Florida Man notices birds. In particular, he notices there are lots. Many of them, he notes with a mental note, have long legs and long necks. He wonders why for 15 seconds. Then, he gets distracted because his Pop-Tart goes ding in the toaster.
Florida Man complains about having to take a shower. He’s already taken one after exercising in the morning, he needed one after walking from car to work in the morning, he needed one after walking from car to home in the evening, and climbing into bed, his wife says, “Honey, you really should take a shower, you’re sticky, and you smell a bit like mildew.” Florida Man stews in bed (with just a pinch of parsley).

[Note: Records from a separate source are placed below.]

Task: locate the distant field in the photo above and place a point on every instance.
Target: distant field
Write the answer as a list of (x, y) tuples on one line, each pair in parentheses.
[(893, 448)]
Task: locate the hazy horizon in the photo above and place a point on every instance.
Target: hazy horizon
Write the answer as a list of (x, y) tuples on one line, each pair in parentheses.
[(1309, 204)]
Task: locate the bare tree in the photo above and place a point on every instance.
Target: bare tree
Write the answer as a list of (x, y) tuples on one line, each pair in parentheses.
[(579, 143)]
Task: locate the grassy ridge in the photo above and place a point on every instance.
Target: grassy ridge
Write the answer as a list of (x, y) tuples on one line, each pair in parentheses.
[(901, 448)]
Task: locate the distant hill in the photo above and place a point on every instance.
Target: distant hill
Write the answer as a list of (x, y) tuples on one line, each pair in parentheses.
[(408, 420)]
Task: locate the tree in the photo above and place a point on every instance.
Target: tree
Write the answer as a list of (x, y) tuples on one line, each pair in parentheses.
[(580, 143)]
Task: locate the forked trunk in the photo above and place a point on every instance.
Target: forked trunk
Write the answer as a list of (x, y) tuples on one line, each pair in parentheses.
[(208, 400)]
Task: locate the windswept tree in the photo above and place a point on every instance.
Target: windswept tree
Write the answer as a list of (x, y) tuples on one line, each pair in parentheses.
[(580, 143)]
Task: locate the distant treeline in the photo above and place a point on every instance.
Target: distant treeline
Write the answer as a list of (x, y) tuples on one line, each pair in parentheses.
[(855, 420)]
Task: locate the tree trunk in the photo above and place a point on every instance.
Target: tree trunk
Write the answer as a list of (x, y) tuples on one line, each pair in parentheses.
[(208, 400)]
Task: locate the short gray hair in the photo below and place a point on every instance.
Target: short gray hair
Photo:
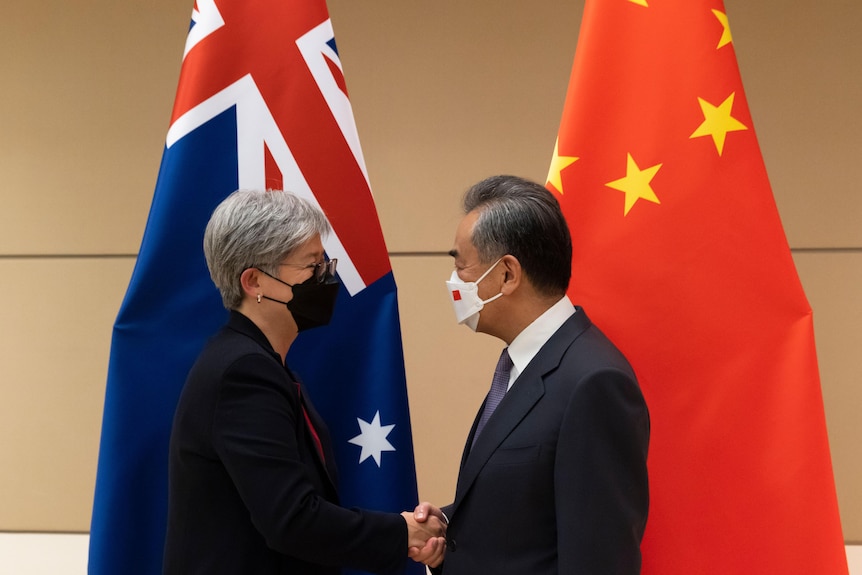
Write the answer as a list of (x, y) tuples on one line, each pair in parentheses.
[(253, 228), (522, 218)]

Florida Man complains about traffic and other stuff. He goes the wrong way on the toll-way that claims he’s going east when he’s really going north and he wanted to go west. He realizes he has to turn around, which doubles his toll, and makes him worry about his bank account. His thoughts spiral. He’s a writer, and writers, teachers and artists aren’t valued as much as stock brokers, bankers and people who work with real money in arm’s reach. He doesn’t at all fume about The Man and wish he lived when artists were revered. He sees a gator in a retention pond, and all negative thoughts drift away as he delights in his ninth sighting of the year.

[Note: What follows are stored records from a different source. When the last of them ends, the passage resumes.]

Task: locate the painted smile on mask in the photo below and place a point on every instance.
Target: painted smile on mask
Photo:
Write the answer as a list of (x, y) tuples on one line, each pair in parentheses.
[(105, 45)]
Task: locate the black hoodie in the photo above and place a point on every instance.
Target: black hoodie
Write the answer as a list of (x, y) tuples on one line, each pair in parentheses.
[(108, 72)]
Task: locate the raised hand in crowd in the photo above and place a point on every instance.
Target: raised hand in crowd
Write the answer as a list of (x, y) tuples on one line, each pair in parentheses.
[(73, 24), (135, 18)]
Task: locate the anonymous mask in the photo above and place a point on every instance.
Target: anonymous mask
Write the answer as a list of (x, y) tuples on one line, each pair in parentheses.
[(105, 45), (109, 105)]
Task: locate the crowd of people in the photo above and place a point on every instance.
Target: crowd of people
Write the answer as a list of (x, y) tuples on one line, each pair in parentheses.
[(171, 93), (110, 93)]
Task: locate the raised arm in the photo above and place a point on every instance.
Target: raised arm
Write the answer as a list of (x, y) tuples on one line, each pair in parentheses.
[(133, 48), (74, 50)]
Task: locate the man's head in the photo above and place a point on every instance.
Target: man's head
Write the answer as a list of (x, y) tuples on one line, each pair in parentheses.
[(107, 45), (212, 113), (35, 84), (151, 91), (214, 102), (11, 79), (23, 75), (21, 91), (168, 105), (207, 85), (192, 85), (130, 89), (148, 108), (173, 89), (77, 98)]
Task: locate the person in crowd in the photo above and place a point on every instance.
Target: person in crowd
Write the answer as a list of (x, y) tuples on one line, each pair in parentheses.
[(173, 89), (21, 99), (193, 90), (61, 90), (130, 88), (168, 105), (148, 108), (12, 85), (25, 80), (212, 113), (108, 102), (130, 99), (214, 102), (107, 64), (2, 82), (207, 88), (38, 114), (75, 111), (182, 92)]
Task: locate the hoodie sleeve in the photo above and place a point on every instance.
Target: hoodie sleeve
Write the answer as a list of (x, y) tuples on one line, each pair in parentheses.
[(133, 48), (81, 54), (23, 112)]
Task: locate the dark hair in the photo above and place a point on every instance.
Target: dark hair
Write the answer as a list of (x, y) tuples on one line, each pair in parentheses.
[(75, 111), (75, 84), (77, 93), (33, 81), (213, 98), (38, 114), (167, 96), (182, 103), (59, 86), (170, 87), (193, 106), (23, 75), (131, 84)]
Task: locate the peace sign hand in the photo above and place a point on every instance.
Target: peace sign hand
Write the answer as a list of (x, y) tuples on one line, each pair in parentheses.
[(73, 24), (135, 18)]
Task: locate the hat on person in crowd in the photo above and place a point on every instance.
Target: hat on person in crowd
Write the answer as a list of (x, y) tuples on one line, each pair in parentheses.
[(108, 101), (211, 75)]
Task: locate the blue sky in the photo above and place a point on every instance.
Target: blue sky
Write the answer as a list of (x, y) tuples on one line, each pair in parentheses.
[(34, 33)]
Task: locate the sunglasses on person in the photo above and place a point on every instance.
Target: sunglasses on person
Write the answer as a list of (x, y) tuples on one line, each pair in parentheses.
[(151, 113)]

Florida Man pays taxes. Well, his wife does. Florida Man’s wife begins whining in late November about taxes, which are due in April. She complains herself into a state of near mental breakdown before she pays for a tax service. One year, she happened upon a friend who “loves doing taxes” and offered to do them for her. While friend is not interesting, he makes up for what he lacks with a calculator, pencil, and a perversely peculiar joy.
Florida Man goes fishing. Knowing fishing is done a lot in Florida and that it’s one of those things that makes you a man, he acquiesces to his son’s begging. They set out with stupid plastic lures that couldn’t catch a tree, which is definitely attempted. Miraculously, son catches a fish. Florida Man delights in son’s victory and, after feeling a tug on his line, yells that he’s got something humongous on his line only to reel in a green-brown slime ball of pond snot. Florida Man questions the man part of his title.

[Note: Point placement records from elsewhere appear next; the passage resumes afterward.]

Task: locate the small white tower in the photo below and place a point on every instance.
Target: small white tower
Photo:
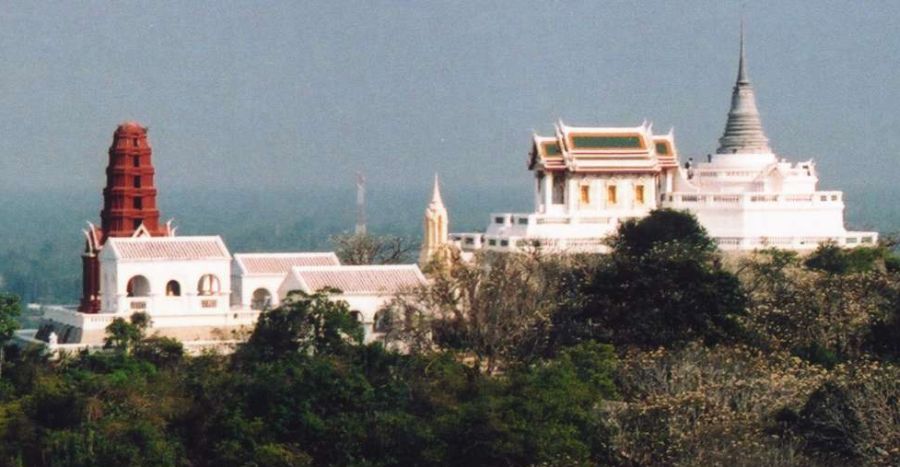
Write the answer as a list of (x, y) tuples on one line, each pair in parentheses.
[(436, 220)]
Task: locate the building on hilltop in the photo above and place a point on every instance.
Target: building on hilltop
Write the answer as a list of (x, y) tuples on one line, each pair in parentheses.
[(588, 180), (367, 289), (129, 205), (191, 287)]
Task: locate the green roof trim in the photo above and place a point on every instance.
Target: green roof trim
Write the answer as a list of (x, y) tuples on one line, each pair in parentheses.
[(607, 142), (552, 149)]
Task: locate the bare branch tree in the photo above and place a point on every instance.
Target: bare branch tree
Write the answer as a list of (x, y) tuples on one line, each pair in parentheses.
[(365, 248)]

Florida Man knows that venturing into the woods behind his home is a bad idea. But Florida Man can’t resist all the green and believes there is a Garden of Eden (with requisite fountain of youth, sword in stone and clearing from Twilight) just around the next bundle of ferns. Florida Man notices the ground getting squishy. Florida Man swallows mouthful of spider web. Merciless brambles attack Florida Man, palm frond swipes Florida Man square in the eyeball, weird nobby wood roots trip up Florida Man, and finally, thoughtful, mitten-shaped leaves arrest Florida Man’s fall. As Florida Man flees, he loses shoe in misstep in bog of eternal stench. Once home, he thinks, “I’m a real man.”
Florida Man doesn’t close garage quickly enough to escape a herd of mosquitoes following him. Florida Man curses his luck, begins slapping neck, back, calves and ears every 3.25 seconds. Florida Man weighs delights of working in the garage with the reality of inhabiting the same space as the life-sucking blighters. Florida Man runs into house and later begins to sob a little into his soup at dinner. Florida Man’s wife asks what’s wrong. Florida Man wipes tear from eye and relates that being a Florida Man is hard, and perhaps he should settle for being a Florida Sissy.
Florida Man goes outside. Florida Man curses heat. Florida Man goes inside.
So there you have it. This is what the news should be covering. And here’s to all the Florida Men (and Women) out there who are trying to live in, let’s just say, very interesting circumstances. A writer once mused that one of the worst curses one can receive is “May you live in interesting times.” I think the same applies for interesting places. But then, it’s not so bad, is it? And boy, the woods are so green this morning. I need to get out from behind this screen. There have to be some elves out there this time, but I’ll settle for a fairy or two.